Stepping Back to Move Forward

To kick off this renewal, I went back to the basics by looking at some of my favorite sites and writing down the aspects that made them stand out. How was the site organized? How did the author handle semantics? What characteristics of their design were useful? What features were attractive, or conversely, distracting? Why did the designers make the decisions they made? What things in my previous design did I do right?

Keeping all of those things in mind, I began creating a new design from scratch. I completely restructured my XHTML, cleaned up my CSS, and made everything more user friendly. I paid attention to the smallest of details, and made sure to insert a lot more flexibility into my code so future changes wouldn’t be such a headache.

Once I had an idea of how things were going to look, I went out and read reviews about hosting providers and ended up switching my site over to ICDSoft …a move that I’ve been very happy with.

Now that I had a redesigned look for my site, and a new server to put it on, I needed software to manage it all. Due to a number of reasons, I chose to leave MovableType behind and use the open-source publishing platform WordPress instead. Once the software was installed, I created templates (based on my design) that would automatically generate my entire site using WordPress…and the rest is history!

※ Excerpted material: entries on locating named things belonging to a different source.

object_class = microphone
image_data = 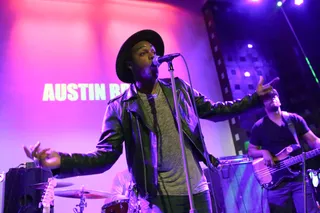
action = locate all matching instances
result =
[152,53,180,67]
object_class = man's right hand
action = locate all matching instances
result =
[261,150,275,167]
[23,142,61,169]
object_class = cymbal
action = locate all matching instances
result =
[54,189,114,199]
[30,182,73,189]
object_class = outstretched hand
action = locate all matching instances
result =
[23,142,61,169]
[256,76,280,96]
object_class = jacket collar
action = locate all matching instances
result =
[121,79,172,102]
[121,79,174,132]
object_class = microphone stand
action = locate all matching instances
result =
[167,60,197,213]
[280,5,310,213]
[302,149,307,213]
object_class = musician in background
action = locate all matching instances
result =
[104,170,132,203]
[248,89,320,213]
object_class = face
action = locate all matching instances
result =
[263,95,281,112]
[129,41,158,81]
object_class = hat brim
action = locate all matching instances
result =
[116,30,164,83]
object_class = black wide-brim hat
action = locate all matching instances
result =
[116,30,164,83]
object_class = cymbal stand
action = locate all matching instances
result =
[73,190,87,213]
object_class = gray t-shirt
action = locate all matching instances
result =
[138,84,208,195]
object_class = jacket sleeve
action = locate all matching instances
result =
[52,102,123,178]
[181,80,263,122]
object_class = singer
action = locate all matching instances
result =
[25,30,277,213]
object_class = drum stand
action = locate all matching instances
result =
[73,192,87,213]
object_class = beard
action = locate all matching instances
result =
[141,66,159,79]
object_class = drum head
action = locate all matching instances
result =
[101,199,129,213]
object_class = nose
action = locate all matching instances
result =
[149,51,156,60]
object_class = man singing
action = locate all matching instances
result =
[25,30,278,213]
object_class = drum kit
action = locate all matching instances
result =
[30,182,129,213]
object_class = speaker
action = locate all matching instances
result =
[204,162,269,213]
[3,168,53,213]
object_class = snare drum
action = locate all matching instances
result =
[101,199,129,213]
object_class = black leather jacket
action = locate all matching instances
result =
[54,78,262,197]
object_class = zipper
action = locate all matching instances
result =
[136,117,148,196]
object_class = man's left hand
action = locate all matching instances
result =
[256,76,280,96]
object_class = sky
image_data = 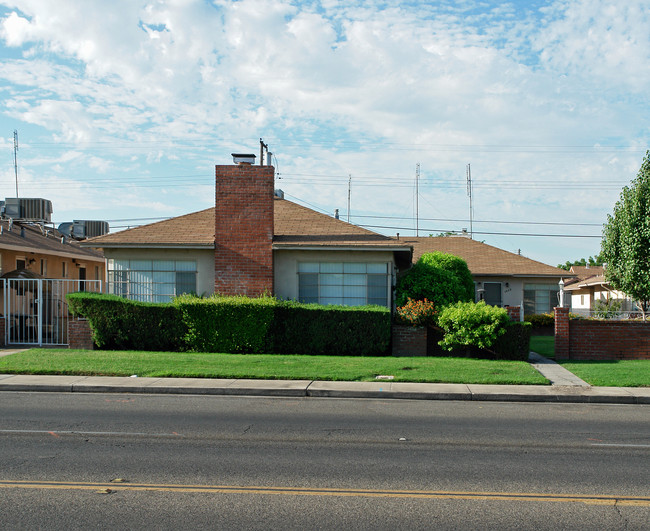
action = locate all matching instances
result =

I Promise, I’m Almost Done

Now that I’ve bored you to death, I can finally welcome you to the new and improved ElasticDog! Not everything is quite polished yet, but I figured it was good enough to get things going again. For the time being, my old entries will not be imported into the new design. Eventually the ideas will work their way back in the archives, but for now you’ll have to do without.

Last, but not least, I’d like to send thanks out to those who gave me support during my initial learning stages and also to those who offered their insight on my latest design. I realize there’s not much here yet, but I now have a better idea of what I want ElasticDog to be, and more importantly, how to get it there.

This article has been retired and will no longer be updated. Caveat emptor!